Faire vivre la souveraineté populaire est un enjeu de haute importance, consubstantiel de la démocratie et d’un nouveau projet européen décidé par les peuples souverains. C’est l’engagement d’un processus de construction d’une union des nations et des peuples souverains, libres, associés et solidaires. Au sein d’une telle union, les États et les peuples choisiraient librement de partager des souverainetés et des coopérations en vue de projets communs pour des progrès sociaux et environnementaux. Une construction européenne qui ne se soumettrait pas aux oligarchies et ferait du travailleur un souverain dans l’ordre économique.
Alors, au sein de cette union nouvelle de nations et de Peuples Solidaires, se conjugueraient la souveraineté populaire et la souveraineté des travailleurs sur la production et les richesses afin de permettre des avancées sociales pour toutes et tous : l’augmentation des rémunérations et des protections sociales, le recul des inégalités et des dominations, l’égalité salariale entre les femmes et les hommes, des coopérations nouvelles avec les pays du sud, des actions pour la paix et des progrès écologiques. Une telle souveraineté devrait s’exercer aussi sur la création monétaire de la banque centrale et son utilisation favorable à un immense développement sur tout le continent, de services publics, accessibles à toutes et tous, démocratisés pour permettre l’accès à la santé, aux transports, à la formation, au logement de haute qualité environnementale, à l’alimentation, à une nouvelle politique de l’énergie qui ne serait plus une marchandise.

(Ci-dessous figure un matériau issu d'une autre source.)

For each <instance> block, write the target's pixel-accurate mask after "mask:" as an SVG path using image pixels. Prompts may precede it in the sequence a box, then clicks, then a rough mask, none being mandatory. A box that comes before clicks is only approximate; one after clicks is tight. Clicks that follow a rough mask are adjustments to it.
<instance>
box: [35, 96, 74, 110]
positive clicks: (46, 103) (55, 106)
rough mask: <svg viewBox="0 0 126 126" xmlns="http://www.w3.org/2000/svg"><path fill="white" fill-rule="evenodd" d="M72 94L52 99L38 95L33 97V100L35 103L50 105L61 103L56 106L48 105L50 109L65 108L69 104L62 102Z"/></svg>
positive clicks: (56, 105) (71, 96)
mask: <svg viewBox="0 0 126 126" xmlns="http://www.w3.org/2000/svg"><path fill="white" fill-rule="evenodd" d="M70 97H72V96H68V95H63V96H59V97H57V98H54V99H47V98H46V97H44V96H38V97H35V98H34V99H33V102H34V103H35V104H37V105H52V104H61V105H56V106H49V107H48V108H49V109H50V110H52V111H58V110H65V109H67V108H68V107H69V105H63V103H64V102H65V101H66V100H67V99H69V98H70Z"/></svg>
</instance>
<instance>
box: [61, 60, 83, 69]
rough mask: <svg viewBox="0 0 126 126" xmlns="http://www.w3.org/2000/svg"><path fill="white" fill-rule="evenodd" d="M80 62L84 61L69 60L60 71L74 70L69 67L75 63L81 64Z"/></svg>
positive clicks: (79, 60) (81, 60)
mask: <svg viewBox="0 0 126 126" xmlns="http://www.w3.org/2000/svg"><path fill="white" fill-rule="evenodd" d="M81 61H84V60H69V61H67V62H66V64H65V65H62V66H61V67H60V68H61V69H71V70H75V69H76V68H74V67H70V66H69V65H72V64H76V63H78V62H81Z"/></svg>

Des services publics accessibles, c’est la possibilité d’améliorer le pouvoir d’achat populaire. À l’opposé des projets des droites et des extrêmes droites, le vote communiste donne de la force à toutes celles et ceux qui souhaitent arracher la construction européenne aux classes dominantes et aux castes capitalistes pour en faire, par la souveraineté des travailleurs européens unis, un projet nouveau, par et pour toutes et tous.
6 mai 2024
* Les premiers ministres E. Borne et G. Attal ont utilisé le mot 37 fois dans leur discours de politique générale, soit bien plus que tous leurs prédécesseurs réunis.